The Christian life should be a preparation for death. And so often today it is not, because lives are filled with the things that distract us from death – drink, money, sex, drugs, the list goes on… But as Paul reminds us today, the result of those things is death.

And as we face one of the most potent of viruses in living memory, then the fear of death, naturally, comes to the fore.

None of us can escape it; death will come for us, whether we like it or not.

Death will come - but we remember that death is the gateway to life, Paul pleads with us today: ‘present yourselves to God as those who have been brought from death to life’.

Christianity immerses us in death from the beginning right though our lives, so that we might find freedom from it.

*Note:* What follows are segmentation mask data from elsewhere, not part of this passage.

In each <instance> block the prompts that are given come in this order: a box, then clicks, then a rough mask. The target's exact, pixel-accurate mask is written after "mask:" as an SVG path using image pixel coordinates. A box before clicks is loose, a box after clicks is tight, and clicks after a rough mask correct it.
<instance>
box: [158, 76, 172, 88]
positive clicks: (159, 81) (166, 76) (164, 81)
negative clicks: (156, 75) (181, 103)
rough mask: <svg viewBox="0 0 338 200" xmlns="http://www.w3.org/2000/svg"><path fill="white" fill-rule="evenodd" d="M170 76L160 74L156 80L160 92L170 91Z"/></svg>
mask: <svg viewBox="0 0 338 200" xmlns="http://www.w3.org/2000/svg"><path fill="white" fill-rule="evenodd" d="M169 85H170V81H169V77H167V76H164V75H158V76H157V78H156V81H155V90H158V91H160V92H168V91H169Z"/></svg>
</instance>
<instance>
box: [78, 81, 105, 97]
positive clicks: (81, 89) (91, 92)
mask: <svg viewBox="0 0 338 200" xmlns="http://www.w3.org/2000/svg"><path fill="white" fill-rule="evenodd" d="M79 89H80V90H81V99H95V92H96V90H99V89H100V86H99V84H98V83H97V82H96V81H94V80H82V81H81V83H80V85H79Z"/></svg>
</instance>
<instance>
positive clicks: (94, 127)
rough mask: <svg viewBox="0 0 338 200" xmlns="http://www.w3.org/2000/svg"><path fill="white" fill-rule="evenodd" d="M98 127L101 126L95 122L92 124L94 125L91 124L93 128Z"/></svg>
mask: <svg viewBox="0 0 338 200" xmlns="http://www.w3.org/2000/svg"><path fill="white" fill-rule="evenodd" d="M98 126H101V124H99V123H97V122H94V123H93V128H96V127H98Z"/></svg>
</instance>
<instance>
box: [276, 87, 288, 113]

Paul tells us, that if we trust in Jesus’ own death, we shall, in the words of the Gospel today, not lose our reward. We shall have life.

Because, in Paul’s own words, if we have been united with him in a death like his, we shall surely be united to him in a resurrection like his (Romans 6.5)

Or in his other words: ‘I have been crucified with Christ. It is no longer I who live, but Christ who lives in me (Galatians 2.20)

The Christian faith, which is a sharing in the life of Christ, and that life, is, in our last words of the second reading, a ‘free gift of God’ which is eternal life.

If we are not scared of death – we will have the gift of eternal life, because we have learnt to place our faith in him.

May we who have been baptized into Christ’s death share in his resurrection, as we boldly say: ‘it is not I who lives, but Christ who lives in me.’


Pray:

Grant, Lord,

that we who are baptized into the death

of your Son our Saviour Jesus Christ

may continually put to death our evil desires and be buried with him;

and that through the grave and gate of death

we may pass to our joyful resurrection;

through his merits,

who died and was buried and rose again for us,

your Son Jesus Christ our Lord. Amen.